The organization of the trunks that we observed appears to be uncommon in other animals (Miller 1934), implying that it has no evolutionary origin. Convergence of the motor neurons during plexus formation is considered to be mediated in part by spatial restriction to axonal migration imposed by interactions of the Eph receptors and ephrins (Araujo et al. 1998). As the variations were unilateral in the present case, genetic causes as well as mechanical or environmental constraints during BP development may have contributed to the variations. In this regard, the existence of the subclavian artery between the C8 and T1 is worth considering. In humans, BP formation occurs at the Carnegie stage 14 (Shinohara et al. 1990), coinciding with the entrance of the axial vessel (which originates from the aortic arch and represents the subclavian artery) into the limb bud (Rodríguez-Niedenführ et al. 2001).
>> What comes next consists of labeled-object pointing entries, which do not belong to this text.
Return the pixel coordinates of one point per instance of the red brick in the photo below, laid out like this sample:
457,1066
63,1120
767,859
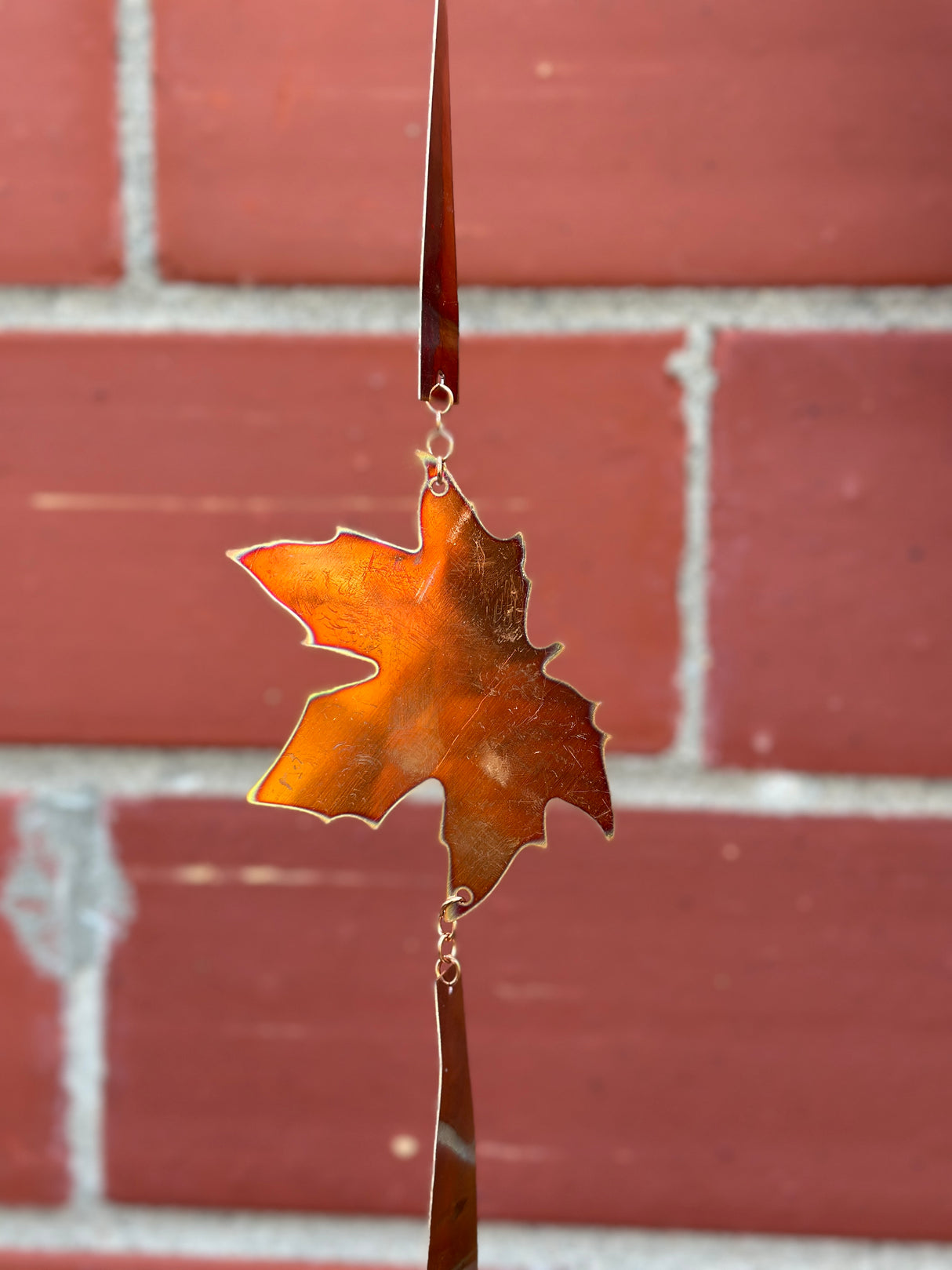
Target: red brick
59,170
110,1261
715,1021
32,1151
742,143
133,626
833,554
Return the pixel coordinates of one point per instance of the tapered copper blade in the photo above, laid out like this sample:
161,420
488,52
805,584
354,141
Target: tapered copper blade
453,1202
439,304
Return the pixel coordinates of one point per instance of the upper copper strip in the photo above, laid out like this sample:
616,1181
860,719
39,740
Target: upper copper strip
439,304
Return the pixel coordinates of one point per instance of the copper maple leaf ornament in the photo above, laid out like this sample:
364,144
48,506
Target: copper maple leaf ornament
459,691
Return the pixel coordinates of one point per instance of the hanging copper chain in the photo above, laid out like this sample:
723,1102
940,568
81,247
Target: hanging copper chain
447,963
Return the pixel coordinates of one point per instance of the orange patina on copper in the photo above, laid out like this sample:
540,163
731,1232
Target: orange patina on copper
460,693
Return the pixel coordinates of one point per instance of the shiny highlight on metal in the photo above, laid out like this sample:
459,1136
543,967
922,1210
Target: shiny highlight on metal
439,304
453,1199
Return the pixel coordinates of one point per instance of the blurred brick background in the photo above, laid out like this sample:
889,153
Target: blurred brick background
707,371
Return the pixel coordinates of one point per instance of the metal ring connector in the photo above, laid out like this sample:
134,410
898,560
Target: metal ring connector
439,398
447,964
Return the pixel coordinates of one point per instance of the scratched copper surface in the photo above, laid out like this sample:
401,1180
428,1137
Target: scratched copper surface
453,1199
439,306
459,691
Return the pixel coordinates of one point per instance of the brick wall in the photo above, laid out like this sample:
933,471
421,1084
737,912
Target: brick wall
707,359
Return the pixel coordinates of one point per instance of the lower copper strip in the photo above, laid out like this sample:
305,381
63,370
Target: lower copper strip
453,1203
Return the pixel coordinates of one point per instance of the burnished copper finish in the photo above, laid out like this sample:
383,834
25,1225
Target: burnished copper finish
439,306
459,693
453,1200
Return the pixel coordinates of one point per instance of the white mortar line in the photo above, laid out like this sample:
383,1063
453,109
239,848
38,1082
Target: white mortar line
638,783
133,28
84,1021
145,305
693,366
314,1239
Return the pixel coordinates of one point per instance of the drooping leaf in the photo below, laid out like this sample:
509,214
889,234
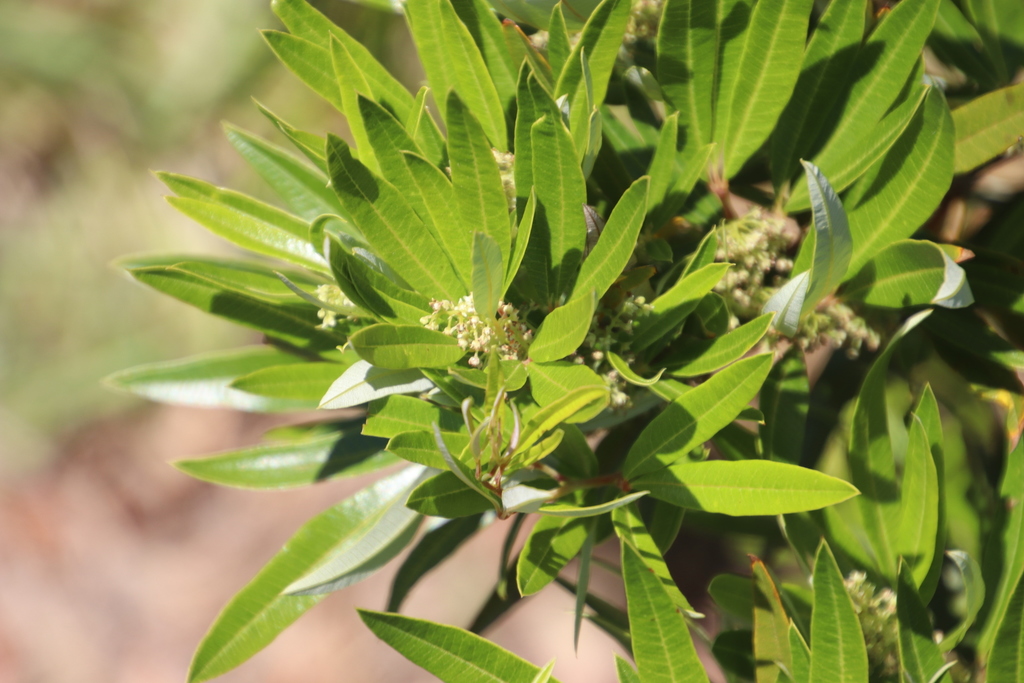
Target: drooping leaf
255,616
452,654
838,652
696,416
745,487
296,464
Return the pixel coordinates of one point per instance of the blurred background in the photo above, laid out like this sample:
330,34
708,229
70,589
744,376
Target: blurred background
113,564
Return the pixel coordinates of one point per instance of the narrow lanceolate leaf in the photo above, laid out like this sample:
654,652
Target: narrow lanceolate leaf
600,40
883,66
696,416
303,188
688,36
479,196
251,224
206,380
559,232
908,272
435,546
613,249
305,382
255,616
920,656
838,652
1006,664
757,86
404,346
631,530
771,627
552,543
901,190
563,330
454,655
391,226
919,505
671,309
662,644
826,61
787,303
311,62
363,383
987,126
488,275
744,487
699,356
870,456
296,464
833,242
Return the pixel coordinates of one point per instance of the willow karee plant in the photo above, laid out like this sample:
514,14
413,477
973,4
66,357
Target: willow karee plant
639,220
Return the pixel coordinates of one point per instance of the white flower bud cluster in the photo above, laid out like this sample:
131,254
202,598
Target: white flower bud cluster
333,296
877,612
506,166
506,332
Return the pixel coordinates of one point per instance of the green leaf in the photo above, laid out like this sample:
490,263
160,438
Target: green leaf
833,243
205,380
838,652
600,40
435,546
787,303
563,330
446,496
974,597
364,382
987,126
311,62
613,249
706,355
662,644
785,399
295,464
632,531
242,220
303,188
756,87
688,36
559,230
563,410
908,272
488,275
305,382
1006,665
296,325
900,191
744,487
696,416
671,309
404,346
772,651
870,456
255,616
561,510
887,58
452,654
551,544
391,226
920,656
393,415
919,520
827,59
479,196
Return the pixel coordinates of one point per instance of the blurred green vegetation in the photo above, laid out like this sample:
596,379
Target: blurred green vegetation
94,93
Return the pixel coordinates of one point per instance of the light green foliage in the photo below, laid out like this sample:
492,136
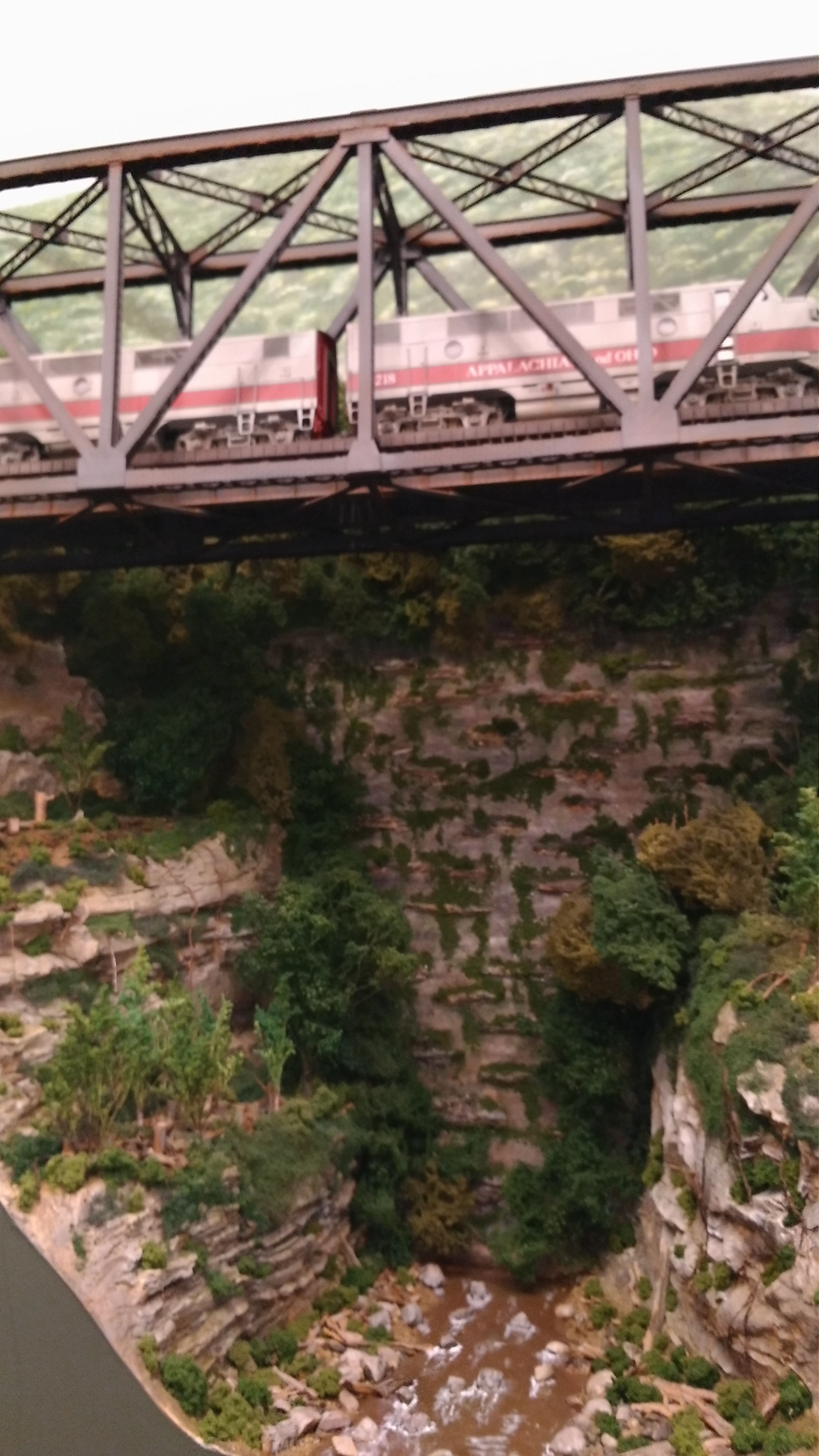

The correlations between the variations of the trunks, divisions, cords, and the median nerve in the present case are not evident from the literature, and they may well be independent. Yet, here we propose a plausible scenario that led to these variations during morphogenesis. First, the middle trunk was formed from the C7 and C8 nerves as a result of mechanical constraints imposed by the subclavian artery. Consequently, the inferior trunk was not recruited to the posterior cord as it carried only the fibers from the T1. The musculocutaneous nerve typically comprises the C5–C7 nerves; therefore, the anomalous C8 fibers within the middle trunk were not attracted to it. As a result, the anterior division of the middle trunk did not unite with the anterior division of the superior trunk as a whole to create the lateral cord with the C5–C8 components; it instead branched into two to create the medial root of the musculocutaneous nerve (C7 only) and the lateral root of the median nerve (C7 + C8). The former gave the musculocutaneous nerve with the anterior division of the superior trunk (C5 + C6), while the latter combined with the medial root arising from the inferior trunk (T1). Thus, the initial part of the median nerve (typically C6-T1) lacked fibers from the C6 nerve, which might have been supplied from the communicating branch of the musculocutaneous. This would essentially function as a second lateral root to the median nerve. Microscopic tracking of the nerve fibers may provide insight to confirm these hypotheses.

In conclusion, the BP variant reported here represents a compound of rare variations in the configuration of the trunks, divisions, cords, and median nerve, and will provide a valuable addition to the literature.